Now, I wouldn’t be criticizing the book for this shortcoming except it actually does try to be profound. The phrase “existentially fraught” is used more than once. The problem is as soon as Green has his characters make mention of oblivion or true love, they stop midway through the idea, offering only a glimpse where great authors flesh out the whole expansive view.

The real fault of “The Fault in Our Stars” may be its inability to probe its existentially-ripe content to any great depth, but this very fault gives rise to its greatest strength: It’s eminently readable. The book is not weighed down by inscrutable metaphors or drawn out cogitations. Its sentences are terse and often pedestrian in construction, its language colloquial and humorous. In many ways, it’s a lean book, thin like the emaciated cancer patients it describes. Sometimes, this figurative thinness is good. Not “perfect in every way” (as per an excerpt from the Sacramento Bee on the book’s back cover), but good.

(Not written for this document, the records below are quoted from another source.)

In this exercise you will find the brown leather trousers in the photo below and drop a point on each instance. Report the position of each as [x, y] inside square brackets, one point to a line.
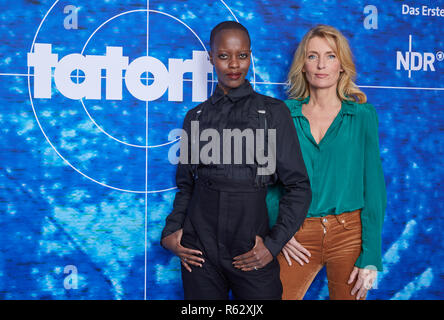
[333, 241]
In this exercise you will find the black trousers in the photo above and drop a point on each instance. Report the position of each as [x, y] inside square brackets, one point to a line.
[222, 221]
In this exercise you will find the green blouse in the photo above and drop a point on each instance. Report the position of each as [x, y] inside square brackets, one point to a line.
[345, 172]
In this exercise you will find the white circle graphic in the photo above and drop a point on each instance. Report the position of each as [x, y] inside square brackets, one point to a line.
[94, 122]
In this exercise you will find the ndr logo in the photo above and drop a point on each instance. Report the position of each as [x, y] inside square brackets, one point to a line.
[416, 61]
[114, 62]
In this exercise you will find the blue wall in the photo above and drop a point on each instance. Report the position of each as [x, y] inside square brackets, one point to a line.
[95, 199]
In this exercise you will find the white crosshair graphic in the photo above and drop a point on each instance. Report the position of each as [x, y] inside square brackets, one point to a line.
[146, 146]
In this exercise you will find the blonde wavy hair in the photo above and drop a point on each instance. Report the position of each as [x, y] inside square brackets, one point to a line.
[346, 88]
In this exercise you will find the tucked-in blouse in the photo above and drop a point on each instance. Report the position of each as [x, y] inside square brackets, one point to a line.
[345, 171]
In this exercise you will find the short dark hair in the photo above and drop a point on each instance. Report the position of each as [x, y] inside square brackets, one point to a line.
[227, 25]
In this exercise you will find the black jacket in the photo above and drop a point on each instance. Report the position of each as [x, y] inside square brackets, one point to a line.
[240, 109]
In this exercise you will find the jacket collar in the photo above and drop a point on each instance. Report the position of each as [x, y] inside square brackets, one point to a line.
[234, 95]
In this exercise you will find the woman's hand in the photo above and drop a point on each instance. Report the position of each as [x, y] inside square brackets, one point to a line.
[366, 278]
[187, 256]
[256, 258]
[295, 250]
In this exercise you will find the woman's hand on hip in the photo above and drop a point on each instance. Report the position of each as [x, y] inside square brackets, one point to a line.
[295, 250]
[365, 280]
[187, 256]
[256, 258]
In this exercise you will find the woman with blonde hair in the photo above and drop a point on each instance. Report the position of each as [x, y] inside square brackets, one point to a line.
[338, 134]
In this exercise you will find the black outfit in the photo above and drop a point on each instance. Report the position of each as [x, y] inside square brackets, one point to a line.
[221, 207]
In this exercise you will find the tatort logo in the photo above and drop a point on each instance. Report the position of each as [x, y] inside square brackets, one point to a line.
[416, 61]
[114, 63]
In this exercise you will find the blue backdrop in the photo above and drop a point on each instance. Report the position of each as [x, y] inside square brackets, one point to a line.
[85, 185]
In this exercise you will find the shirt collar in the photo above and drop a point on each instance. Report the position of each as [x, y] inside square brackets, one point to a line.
[235, 94]
[347, 107]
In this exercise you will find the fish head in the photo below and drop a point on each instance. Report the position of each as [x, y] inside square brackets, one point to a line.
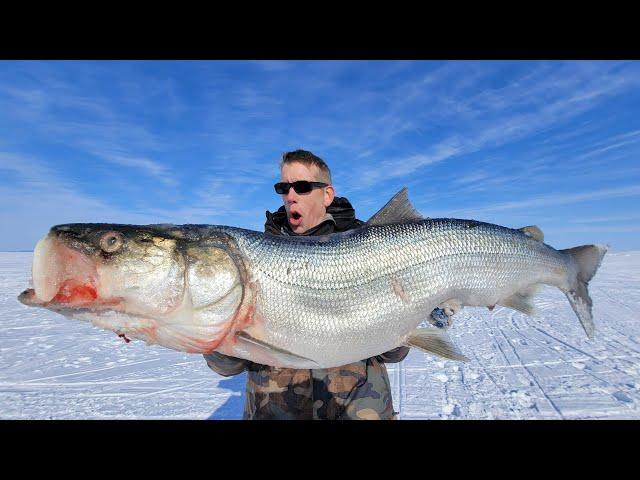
[145, 282]
[101, 266]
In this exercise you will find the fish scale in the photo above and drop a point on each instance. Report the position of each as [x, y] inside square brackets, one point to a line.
[339, 292]
[302, 302]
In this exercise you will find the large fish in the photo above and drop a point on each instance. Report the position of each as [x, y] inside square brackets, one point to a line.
[300, 302]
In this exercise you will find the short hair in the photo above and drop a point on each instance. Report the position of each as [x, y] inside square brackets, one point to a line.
[307, 158]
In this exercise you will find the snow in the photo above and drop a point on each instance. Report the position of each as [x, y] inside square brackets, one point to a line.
[520, 367]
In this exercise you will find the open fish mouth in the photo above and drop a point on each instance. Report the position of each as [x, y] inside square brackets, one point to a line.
[63, 277]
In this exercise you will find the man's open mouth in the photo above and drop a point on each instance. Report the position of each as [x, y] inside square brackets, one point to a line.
[295, 219]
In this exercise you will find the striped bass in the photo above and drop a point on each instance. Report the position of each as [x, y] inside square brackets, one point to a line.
[301, 302]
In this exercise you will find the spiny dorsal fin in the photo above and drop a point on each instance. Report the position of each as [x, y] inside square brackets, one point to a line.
[397, 210]
[534, 232]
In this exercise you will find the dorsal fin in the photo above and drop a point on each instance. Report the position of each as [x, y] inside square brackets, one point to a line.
[397, 210]
[534, 232]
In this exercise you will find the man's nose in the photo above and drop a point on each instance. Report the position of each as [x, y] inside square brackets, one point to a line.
[291, 196]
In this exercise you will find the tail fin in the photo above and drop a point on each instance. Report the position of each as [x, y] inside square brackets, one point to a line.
[588, 259]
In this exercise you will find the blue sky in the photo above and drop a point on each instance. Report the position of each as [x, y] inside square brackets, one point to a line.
[515, 143]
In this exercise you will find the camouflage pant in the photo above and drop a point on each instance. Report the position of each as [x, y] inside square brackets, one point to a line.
[358, 391]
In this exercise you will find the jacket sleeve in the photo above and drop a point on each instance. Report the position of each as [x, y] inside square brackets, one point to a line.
[394, 356]
[224, 364]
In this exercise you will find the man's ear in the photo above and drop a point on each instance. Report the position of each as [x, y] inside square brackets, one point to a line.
[329, 195]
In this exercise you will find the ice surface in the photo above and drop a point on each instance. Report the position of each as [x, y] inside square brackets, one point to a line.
[519, 368]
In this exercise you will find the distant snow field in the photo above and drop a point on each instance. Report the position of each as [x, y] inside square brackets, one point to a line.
[519, 368]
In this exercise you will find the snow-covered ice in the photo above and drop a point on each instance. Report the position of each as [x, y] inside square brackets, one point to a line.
[519, 368]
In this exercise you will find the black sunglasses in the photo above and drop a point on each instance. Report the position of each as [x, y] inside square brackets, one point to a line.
[301, 186]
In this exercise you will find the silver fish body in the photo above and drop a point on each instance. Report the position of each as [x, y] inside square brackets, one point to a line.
[357, 294]
[300, 302]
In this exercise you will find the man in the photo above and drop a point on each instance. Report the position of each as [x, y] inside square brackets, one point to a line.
[360, 390]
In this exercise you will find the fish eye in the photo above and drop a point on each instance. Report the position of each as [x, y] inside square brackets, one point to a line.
[111, 242]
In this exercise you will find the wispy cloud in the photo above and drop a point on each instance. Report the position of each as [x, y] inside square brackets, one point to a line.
[556, 200]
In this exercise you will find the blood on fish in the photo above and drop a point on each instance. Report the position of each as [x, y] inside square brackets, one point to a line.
[72, 292]
[122, 335]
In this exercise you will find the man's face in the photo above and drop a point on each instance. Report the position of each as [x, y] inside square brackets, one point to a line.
[306, 210]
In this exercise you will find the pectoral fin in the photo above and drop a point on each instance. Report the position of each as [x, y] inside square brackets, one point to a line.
[282, 356]
[433, 341]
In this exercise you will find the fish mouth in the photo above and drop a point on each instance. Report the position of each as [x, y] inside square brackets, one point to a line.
[64, 277]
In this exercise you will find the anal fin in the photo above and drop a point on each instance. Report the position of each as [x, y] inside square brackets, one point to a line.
[435, 342]
[522, 300]
[282, 356]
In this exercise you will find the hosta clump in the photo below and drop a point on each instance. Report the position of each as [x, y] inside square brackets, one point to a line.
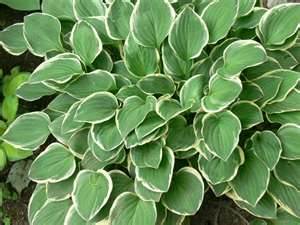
[155, 102]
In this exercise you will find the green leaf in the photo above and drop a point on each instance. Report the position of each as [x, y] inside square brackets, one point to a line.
[42, 33]
[133, 113]
[158, 179]
[219, 16]
[59, 68]
[249, 187]
[118, 19]
[188, 35]
[90, 186]
[55, 164]
[87, 84]
[279, 23]
[221, 133]
[222, 92]
[83, 9]
[78, 142]
[283, 174]
[144, 193]
[288, 135]
[138, 59]
[12, 40]
[106, 135]
[240, 55]
[192, 91]
[265, 208]
[18, 134]
[61, 190]
[217, 171]
[168, 108]
[31, 92]
[245, 7]
[267, 147]
[286, 196]
[62, 9]
[85, 42]
[129, 209]
[173, 65]
[157, 84]
[178, 127]
[148, 155]
[10, 107]
[248, 113]
[186, 193]
[36, 202]
[57, 211]
[151, 22]
[97, 108]
[284, 217]
[151, 123]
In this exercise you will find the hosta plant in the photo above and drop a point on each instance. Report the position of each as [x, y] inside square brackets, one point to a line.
[9, 110]
[156, 102]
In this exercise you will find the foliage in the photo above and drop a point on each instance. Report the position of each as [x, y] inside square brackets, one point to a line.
[9, 110]
[156, 102]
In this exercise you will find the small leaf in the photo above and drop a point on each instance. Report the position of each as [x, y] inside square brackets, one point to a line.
[90, 187]
[159, 179]
[28, 131]
[186, 193]
[188, 35]
[12, 40]
[97, 108]
[151, 22]
[129, 209]
[83, 9]
[85, 42]
[219, 16]
[249, 187]
[267, 147]
[138, 59]
[221, 133]
[42, 33]
[118, 19]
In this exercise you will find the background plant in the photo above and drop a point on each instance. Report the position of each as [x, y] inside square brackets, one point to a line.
[157, 102]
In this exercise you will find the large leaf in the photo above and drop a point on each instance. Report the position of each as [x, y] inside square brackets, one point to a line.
[219, 16]
[222, 92]
[57, 211]
[133, 113]
[186, 193]
[217, 171]
[221, 133]
[140, 60]
[129, 209]
[22, 5]
[97, 108]
[151, 22]
[158, 179]
[240, 55]
[28, 131]
[249, 187]
[279, 23]
[118, 19]
[55, 164]
[85, 42]
[188, 35]
[91, 187]
[42, 33]
[267, 147]
[12, 40]
[60, 68]
[288, 135]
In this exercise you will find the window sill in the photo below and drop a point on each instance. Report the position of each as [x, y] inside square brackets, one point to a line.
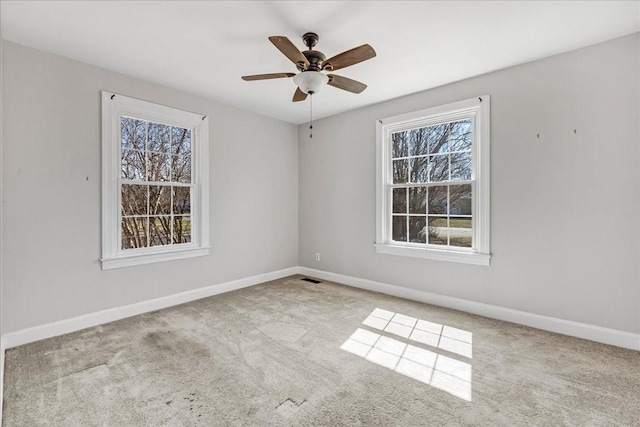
[148, 258]
[474, 258]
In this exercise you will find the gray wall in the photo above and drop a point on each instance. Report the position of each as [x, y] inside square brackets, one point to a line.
[564, 207]
[51, 186]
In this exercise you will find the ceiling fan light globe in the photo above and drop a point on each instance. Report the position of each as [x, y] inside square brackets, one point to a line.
[310, 81]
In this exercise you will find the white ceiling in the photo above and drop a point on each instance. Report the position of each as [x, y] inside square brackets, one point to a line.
[204, 47]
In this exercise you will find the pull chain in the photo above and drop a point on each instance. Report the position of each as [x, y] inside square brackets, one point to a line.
[311, 115]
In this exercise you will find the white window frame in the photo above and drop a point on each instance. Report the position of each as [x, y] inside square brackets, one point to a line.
[477, 109]
[114, 106]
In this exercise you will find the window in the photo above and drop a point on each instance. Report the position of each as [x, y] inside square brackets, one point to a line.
[154, 183]
[433, 183]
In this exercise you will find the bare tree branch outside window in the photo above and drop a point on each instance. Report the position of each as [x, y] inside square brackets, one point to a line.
[156, 184]
[434, 205]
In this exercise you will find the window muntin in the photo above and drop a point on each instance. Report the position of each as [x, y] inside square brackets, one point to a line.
[155, 182]
[433, 183]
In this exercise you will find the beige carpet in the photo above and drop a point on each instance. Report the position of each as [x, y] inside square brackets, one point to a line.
[295, 353]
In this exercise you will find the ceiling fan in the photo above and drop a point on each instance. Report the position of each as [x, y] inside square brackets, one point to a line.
[311, 63]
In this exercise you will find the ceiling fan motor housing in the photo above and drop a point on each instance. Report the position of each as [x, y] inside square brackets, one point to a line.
[315, 58]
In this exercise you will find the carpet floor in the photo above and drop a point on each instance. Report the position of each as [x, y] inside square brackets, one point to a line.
[294, 353]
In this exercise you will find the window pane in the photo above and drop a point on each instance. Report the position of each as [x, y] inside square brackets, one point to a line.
[134, 199]
[132, 133]
[438, 200]
[438, 230]
[159, 200]
[418, 142]
[399, 145]
[460, 137]
[418, 200]
[180, 141]
[400, 171]
[134, 233]
[438, 138]
[159, 230]
[399, 228]
[461, 166]
[418, 229]
[400, 200]
[182, 229]
[181, 169]
[181, 200]
[418, 169]
[133, 165]
[439, 168]
[460, 232]
[159, 137]
[159, 167]
[460, 199]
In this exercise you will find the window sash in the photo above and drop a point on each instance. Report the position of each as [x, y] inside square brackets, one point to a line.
[114, 107]
[476, 110]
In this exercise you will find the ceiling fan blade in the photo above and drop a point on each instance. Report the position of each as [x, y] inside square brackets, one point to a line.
[346, 84]
[267, 76]
[350, 57]
[299, 96]
[290, 50]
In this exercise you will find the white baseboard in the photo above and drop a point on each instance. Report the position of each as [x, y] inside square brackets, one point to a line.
[552, 324]
[25, 336]
[1, 377]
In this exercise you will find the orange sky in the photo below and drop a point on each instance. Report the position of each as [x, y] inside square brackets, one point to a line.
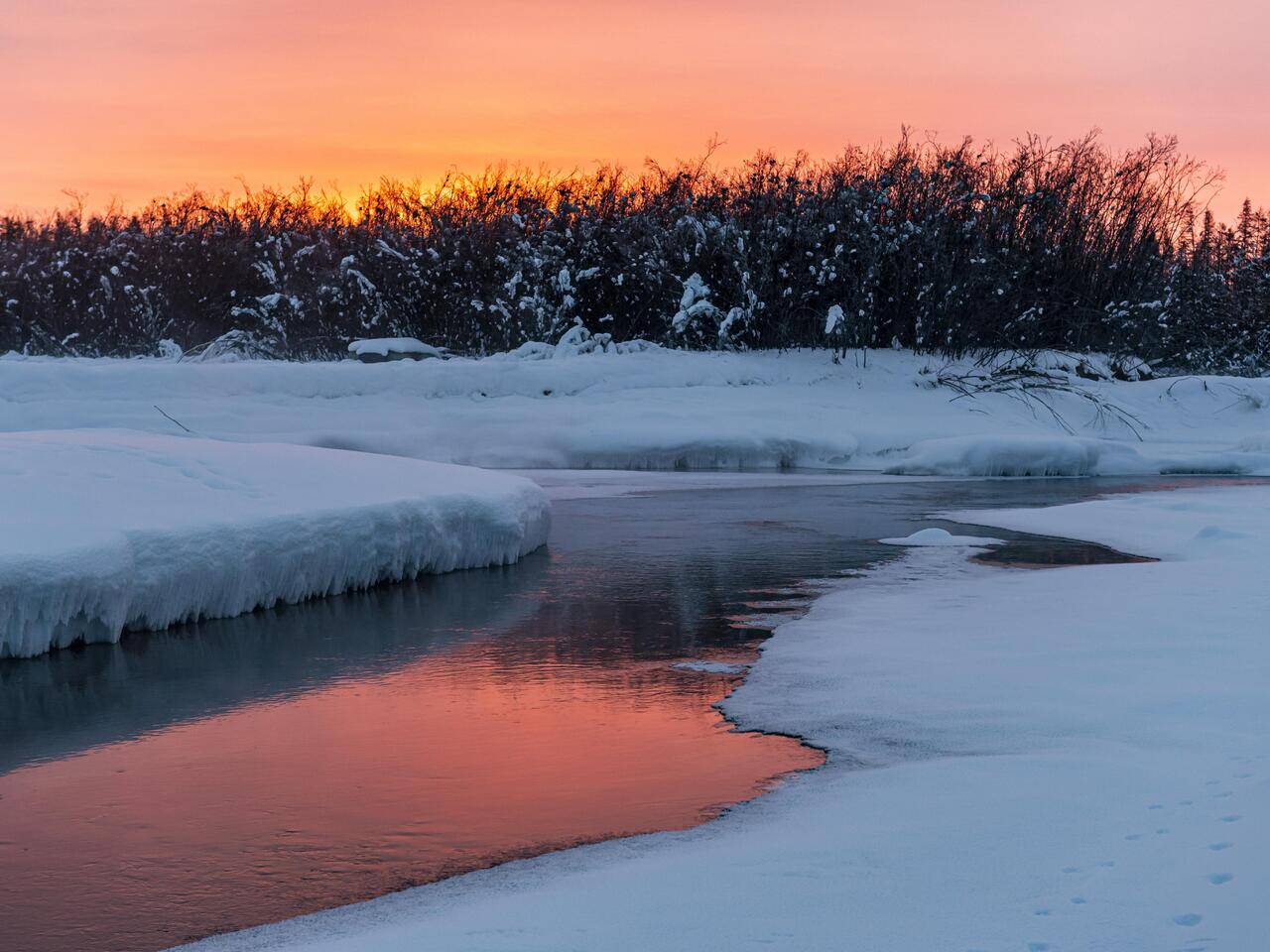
[134, 98]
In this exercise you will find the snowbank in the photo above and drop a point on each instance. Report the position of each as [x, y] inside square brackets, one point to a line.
[1062, 760]
[105, 530]
[385, 348]
[592, 407]
[1017, 456]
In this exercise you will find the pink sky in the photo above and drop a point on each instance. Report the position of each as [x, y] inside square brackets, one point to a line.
[134, 98]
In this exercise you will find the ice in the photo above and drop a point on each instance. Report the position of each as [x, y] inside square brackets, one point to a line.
[942, 537]
[589, 403]
[1060, 760]
[994, 454]
[711, 666]
[111, 530]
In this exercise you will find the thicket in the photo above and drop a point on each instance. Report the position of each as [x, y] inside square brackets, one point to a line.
[940, 248]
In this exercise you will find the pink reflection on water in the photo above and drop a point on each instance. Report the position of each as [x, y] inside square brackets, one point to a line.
[359, 788]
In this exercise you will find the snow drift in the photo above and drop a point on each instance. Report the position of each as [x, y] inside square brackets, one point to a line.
[584, 403]
[108, 530]
[1017, 456]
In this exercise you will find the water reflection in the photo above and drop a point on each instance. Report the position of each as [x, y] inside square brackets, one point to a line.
[241, 771]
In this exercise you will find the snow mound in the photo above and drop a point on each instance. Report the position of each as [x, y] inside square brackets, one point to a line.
[942, 537]
[1255, 443]
[711, 666]
[107, 531]
[388, 348]
[575, 341]
[1017, 456]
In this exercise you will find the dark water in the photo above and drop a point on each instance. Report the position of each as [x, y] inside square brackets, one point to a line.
[235, 772]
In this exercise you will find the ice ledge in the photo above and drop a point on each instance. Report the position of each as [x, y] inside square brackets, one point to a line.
[107, 531]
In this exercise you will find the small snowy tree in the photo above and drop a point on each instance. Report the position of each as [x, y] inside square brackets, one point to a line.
[697, 311]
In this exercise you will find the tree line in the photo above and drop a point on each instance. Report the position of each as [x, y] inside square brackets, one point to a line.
[945, 249]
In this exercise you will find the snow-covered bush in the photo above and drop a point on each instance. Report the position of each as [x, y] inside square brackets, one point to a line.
[944, 249]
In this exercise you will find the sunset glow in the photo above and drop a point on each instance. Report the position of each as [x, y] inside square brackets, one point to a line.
[135, 99]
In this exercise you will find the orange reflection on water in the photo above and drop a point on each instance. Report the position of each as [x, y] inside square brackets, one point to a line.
[363, 787]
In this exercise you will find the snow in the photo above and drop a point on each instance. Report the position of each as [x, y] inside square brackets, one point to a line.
[940, 537]
[593, 407]
[382, 347]
[833, 318]
[1037, 761]
[109, 530]
[711, 666]
[1019, 456]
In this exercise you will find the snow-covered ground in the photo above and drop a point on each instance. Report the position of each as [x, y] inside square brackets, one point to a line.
[105, 530]
[1019, 761]
[665, 409]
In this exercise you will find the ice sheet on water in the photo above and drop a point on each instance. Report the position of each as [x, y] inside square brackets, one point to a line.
[112, 530]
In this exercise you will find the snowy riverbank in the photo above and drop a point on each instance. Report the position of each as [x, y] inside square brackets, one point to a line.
[113, 530]
[665, 409]
[1062, 760]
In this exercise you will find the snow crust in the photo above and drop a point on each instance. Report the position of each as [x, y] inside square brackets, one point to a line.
[590, 407]
[940, 537]
[1042, 761]
[109, 530]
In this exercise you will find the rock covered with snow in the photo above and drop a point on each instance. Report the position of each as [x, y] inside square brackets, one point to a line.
[942, 537]
[113, 530]
[377, 349]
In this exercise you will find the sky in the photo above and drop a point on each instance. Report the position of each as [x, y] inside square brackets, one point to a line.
[136, 98]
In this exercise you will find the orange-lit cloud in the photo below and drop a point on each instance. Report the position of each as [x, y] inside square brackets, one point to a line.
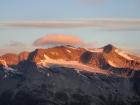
[15, 47]
[105, 24]
[54, 39]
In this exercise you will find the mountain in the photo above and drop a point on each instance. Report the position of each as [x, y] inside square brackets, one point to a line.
[67, 75]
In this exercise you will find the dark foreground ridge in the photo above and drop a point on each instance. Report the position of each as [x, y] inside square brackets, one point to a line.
[28, 83]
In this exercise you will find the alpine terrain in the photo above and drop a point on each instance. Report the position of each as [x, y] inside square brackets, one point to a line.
[67, 75]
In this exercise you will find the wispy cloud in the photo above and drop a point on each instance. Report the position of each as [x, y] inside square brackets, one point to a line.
[107, 24]
[54, 39]
[15, 47]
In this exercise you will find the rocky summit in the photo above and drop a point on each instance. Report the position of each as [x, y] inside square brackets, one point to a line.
[67, 75]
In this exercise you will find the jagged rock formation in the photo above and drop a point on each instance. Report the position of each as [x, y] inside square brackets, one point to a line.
[65, 75]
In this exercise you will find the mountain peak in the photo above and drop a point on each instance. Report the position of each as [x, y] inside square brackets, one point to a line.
[108, 48]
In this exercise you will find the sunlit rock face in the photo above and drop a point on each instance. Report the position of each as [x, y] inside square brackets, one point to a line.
[66, 75]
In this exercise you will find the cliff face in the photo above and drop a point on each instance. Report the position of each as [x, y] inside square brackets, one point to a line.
[66, 75]
[66, 86]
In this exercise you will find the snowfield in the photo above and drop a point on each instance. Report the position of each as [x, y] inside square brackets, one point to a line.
[47, 61]
[123, 54]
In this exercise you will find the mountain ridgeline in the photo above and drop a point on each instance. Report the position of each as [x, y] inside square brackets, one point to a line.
[67, 75]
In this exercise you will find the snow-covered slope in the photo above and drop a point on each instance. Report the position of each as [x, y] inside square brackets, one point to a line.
[123, 54]
[47, 61]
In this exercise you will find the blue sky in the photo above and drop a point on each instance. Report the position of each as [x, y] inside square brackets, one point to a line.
[124, 36]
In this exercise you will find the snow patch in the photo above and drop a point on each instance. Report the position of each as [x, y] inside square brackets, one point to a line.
[95, 50]
[47, 61]
[54, 53]
[68, 51]
[3, 62]
[112, 63]
[123, 54]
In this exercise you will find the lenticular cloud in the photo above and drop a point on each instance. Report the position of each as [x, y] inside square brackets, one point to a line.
[53, 39]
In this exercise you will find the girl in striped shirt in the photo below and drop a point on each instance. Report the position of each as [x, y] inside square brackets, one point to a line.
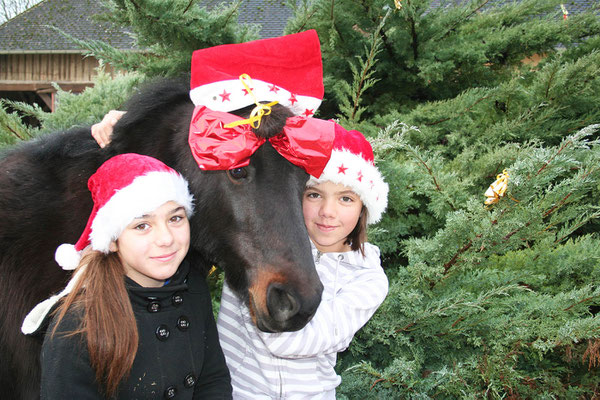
[349, 194]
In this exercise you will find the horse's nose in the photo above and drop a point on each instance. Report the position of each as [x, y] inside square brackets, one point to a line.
[281, 302]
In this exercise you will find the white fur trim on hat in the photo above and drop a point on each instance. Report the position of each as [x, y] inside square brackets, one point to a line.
[36, 316]
[67, 257]
[231, 95]
[145, 194]
[361, 176]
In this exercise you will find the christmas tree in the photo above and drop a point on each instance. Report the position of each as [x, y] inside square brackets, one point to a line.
[484, 119]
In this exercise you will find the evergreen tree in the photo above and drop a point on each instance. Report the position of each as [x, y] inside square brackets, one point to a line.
[435, 50]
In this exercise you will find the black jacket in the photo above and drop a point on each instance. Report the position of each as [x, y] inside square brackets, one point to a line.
[178, 355]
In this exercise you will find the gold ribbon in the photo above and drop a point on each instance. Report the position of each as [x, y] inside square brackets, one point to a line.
[497, 188]
[258, 112]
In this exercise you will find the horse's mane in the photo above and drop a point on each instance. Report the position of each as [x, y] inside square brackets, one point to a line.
[152, 105]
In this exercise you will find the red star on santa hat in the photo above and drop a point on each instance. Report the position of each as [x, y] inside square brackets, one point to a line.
[225, 96]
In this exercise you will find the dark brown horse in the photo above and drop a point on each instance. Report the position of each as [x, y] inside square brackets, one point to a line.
[248, 221]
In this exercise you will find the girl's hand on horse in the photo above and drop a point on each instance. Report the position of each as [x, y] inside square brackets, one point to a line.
[102, 131]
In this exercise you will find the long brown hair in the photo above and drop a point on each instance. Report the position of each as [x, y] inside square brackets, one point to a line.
[357, 238]
[108, 322]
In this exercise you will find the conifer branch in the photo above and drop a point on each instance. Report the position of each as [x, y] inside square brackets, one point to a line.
[562, 147]
[15, 133]
[580, 302]
[191, 2]
[233, 10]
[473, 12]
[466, 110]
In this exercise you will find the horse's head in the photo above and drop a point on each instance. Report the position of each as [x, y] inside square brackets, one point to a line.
[251, 223]
[248, 221]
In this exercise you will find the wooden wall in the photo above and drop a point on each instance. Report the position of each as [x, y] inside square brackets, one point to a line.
[36, 71]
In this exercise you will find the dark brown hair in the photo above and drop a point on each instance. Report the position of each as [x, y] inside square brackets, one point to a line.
[357, 238]
[108, 322]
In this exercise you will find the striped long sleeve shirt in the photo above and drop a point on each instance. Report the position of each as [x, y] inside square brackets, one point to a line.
[300, 365]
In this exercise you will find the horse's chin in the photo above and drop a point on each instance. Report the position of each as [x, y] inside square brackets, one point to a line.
[265, 323]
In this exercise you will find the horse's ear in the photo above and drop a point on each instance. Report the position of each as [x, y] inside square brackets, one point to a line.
[273, 123]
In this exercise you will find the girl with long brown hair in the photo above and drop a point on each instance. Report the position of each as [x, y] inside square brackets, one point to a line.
[136, 319]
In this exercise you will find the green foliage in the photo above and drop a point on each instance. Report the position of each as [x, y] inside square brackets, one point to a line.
[499, 300]
[167, 32]
[435, 53]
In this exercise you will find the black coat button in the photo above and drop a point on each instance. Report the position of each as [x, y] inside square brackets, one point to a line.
[170, 392]
[189, 381]
[183, 323]
[177, 299]
[162, 332]
[153, 307]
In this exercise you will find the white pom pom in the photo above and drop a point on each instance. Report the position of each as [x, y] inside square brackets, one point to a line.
[67, 257]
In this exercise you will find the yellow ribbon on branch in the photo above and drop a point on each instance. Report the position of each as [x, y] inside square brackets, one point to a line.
[497, 188]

Maybe page-turners aren’t to be so easily dismissed. Maybe they serve their role in the literary world as a light side dish beside the dense richness of the main course of literary greats. I don’t expect to be picking up any side dishes any time soon, but if I have to, I think I’ll prefer the Green variety.

The views expressed in this column are those of the author and not necessarily those of The Observer.